Le boom des livraisons, un vide réglementaire
Le développement fulgurant des services de livraison à domicile a accentué cette dynamique. Des dizaines, voire des centaines de jeunes circulent quotidiennement pour livrer repas et courses, parfois sans formation spécifique, sans équipements de sécurité adéquats et dans des conditions de travail précaires.
Or, le statut de ces livreurs, les obligations des plateformes et les responsabilités en cas d’accident restent flous. Qui est responsable en cas de sinistre ? Le conducteur, l’entreprise de livraison, la plateforme numérique ? Ce flou juridique alimente les tensions et complique l’intervention des assurances.
Assurances : le refus de couvrir un risque jugé trop élevé
Le nœud du problème réside aujourd’hui dans la position des compagnies d’assurances. Face à la multiplication des accidents impliquant des motos — souvent graves — et à l’augmentation des vols, nombre d’assureurs considèrent ce segment comme hautement risqué.
Certaines compagnies rechignent à assurer les motards, d’autres imposent des primes élevées ou des conditions restrictives.
Cette situation crée un cercle vicieux : sans assurance accessible, de nombreux conducteurs roulent sans couverture effective ou avec des contrats minimalistes.
En cas d’accident, les victimes peuvent se retrouver dans des situations complexes, voire dramatiques sur le plan financier.
Une insécurité routière croissante
Les chiffres des accidents impliquant des deux-roues sont en hausse. L’absence de casque homologué, le transport de plusieurs passagers, la conduite imprudente ou encore le non-respect des feux tricolores aggravent les risques.
À cela s’ajoute le phénomène des vols de motos, qui touche particulièrement les jeunes propriétaires et alimente un marché parallèle de pièces détachées.
Dans des villes comme Sfax et Nabeul, où les deux-roues sont devenus un mode de transport structurant pour desservir les quartiers périphériques, la question dépasse le simple cadre individuel. Elle devient un enjeu d’ordre public et de sécurité collective.
Un blocage institutionnel préoccupant
On assiste aujourd’hui à une forme de blocage entre plusieurs acteurs avec des compagnies d’assurances réticentes à couvrir un risque jugé excessif, des autorités confrontée à un parc croissant difficile à contrôler et des milliers de jeunes dépendants économiquement de ces engins pour travailler.
L’absence d’une stratégie nationale claire sur la régulation des deux-roues entretient cette impasse. Faut-il créer une assurance spécifique adaptée aux motos ? Renforcer les contrôles techniques et les formations obligatoires ?

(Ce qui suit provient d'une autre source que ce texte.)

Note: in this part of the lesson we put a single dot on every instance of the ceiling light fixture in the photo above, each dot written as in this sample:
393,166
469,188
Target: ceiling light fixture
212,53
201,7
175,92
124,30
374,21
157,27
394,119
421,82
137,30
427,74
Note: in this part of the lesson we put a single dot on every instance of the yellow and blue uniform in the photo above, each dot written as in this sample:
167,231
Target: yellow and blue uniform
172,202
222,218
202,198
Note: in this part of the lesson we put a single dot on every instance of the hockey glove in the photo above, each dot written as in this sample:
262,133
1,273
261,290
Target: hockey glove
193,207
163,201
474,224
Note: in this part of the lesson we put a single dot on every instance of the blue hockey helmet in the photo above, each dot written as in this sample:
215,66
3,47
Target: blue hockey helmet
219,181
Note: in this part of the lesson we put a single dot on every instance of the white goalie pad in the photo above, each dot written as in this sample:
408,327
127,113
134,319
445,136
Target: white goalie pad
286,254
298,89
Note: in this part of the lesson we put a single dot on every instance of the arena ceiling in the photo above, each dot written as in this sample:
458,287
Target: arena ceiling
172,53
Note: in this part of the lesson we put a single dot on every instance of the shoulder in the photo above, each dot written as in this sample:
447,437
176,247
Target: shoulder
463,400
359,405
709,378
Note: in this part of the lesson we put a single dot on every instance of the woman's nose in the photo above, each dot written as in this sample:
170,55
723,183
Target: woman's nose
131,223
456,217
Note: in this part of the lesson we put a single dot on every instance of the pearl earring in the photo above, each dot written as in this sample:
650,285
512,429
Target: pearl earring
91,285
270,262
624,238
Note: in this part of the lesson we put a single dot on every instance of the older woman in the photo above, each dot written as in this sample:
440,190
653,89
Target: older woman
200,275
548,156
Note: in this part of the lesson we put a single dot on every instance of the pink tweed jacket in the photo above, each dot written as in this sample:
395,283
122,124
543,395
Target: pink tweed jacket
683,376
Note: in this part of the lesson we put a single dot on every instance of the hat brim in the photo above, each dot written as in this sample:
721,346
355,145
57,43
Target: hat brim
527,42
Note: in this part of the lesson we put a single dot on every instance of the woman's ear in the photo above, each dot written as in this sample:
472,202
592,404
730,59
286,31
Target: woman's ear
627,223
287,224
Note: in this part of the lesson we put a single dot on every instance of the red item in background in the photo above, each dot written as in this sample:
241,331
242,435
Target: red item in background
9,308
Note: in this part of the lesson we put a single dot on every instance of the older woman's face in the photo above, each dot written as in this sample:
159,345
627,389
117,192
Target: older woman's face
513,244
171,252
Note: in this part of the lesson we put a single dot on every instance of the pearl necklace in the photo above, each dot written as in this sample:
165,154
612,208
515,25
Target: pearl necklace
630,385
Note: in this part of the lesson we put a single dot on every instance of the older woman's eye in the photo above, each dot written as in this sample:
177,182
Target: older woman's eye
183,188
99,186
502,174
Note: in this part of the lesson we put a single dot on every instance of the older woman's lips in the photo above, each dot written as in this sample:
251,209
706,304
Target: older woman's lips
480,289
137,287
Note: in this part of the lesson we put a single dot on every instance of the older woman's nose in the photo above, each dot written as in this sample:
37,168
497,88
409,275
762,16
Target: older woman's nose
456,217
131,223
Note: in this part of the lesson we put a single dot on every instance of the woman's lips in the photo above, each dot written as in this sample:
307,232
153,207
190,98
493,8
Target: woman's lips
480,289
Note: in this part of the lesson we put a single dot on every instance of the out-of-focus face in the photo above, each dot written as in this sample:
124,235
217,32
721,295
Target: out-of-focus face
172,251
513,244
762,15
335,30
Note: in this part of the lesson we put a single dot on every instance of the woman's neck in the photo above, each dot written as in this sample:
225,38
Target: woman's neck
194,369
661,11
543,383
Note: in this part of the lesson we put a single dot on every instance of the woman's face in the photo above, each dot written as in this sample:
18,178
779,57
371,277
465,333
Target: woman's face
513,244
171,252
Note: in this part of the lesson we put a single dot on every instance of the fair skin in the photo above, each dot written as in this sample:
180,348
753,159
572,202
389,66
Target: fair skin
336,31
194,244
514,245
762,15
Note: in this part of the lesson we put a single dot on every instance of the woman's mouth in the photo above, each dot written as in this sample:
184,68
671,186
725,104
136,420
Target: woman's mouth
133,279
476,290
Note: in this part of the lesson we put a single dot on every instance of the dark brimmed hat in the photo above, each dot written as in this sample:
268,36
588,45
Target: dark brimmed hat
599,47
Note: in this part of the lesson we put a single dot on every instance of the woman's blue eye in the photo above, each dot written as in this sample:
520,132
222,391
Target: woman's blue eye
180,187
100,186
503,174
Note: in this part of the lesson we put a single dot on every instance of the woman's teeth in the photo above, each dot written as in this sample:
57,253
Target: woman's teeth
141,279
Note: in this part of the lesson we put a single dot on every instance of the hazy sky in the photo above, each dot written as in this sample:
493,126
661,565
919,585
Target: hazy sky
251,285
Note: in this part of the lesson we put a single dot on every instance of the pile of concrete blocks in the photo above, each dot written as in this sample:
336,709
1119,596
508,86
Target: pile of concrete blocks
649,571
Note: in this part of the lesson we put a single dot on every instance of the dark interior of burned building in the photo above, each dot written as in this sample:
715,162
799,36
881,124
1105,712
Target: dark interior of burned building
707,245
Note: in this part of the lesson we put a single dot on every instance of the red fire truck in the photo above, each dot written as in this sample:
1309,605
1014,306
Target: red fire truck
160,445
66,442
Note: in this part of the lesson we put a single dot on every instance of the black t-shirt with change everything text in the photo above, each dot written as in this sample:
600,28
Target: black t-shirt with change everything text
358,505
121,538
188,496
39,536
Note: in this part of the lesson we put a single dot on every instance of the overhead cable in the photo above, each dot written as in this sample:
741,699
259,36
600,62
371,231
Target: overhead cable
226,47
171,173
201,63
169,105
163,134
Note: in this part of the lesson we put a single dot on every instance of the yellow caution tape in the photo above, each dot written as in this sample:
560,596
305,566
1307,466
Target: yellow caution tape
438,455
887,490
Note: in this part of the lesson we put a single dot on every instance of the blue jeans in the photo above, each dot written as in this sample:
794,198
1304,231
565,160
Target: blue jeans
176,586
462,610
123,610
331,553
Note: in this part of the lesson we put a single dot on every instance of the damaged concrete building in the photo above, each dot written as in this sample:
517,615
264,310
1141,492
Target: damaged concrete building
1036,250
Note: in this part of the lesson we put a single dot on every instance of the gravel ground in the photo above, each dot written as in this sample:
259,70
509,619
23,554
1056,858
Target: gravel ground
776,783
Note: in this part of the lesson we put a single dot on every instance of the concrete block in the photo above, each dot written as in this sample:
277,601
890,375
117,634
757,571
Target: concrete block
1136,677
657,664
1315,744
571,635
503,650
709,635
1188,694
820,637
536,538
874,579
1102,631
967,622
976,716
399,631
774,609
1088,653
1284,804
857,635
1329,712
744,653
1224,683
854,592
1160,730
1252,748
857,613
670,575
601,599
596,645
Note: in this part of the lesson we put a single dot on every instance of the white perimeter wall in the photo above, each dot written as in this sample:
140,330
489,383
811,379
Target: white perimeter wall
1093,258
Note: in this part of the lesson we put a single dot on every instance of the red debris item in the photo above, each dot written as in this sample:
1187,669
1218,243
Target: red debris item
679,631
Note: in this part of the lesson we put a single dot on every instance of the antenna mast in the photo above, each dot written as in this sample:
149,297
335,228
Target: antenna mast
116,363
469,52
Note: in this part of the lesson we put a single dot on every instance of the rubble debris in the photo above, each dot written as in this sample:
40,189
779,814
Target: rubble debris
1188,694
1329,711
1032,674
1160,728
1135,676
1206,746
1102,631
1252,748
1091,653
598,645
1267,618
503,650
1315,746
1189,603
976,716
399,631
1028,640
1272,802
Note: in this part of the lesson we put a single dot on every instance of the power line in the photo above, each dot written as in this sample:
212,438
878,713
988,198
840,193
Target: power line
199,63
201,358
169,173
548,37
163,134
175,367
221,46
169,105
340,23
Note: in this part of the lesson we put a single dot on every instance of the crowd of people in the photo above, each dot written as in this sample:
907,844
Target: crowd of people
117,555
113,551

Imposer un encadrement plus strict aux plateformes de livraison ?
Autant de questions qui restent en suspens. Il devient urgent d’ouvrir un dialogue entre les ministères concernés (Transport, Intérieur, Commerce), les compagnies d’assurances et les représentants des professionnels du secteur.
La mise en place d’un cadre réglementaire adapté, combinant formation obligatoire, assurance accessible, responsabilisation des employeurs et contrôles renforcés, pourrait permettre de sortir de l’impasse.
La moto n’est plus un simple moyen de transport marginal : elle est devenue un maillon essentiel de la mobilité urbaine en Tunisie.
L’ignorer ou laisser perdurer le flou actuel reviendrait à exposer davantage de citoyens à l’insécurité juridique et routière. Le temps est venu de transformer ce phénomène de fait en politique publique structurée.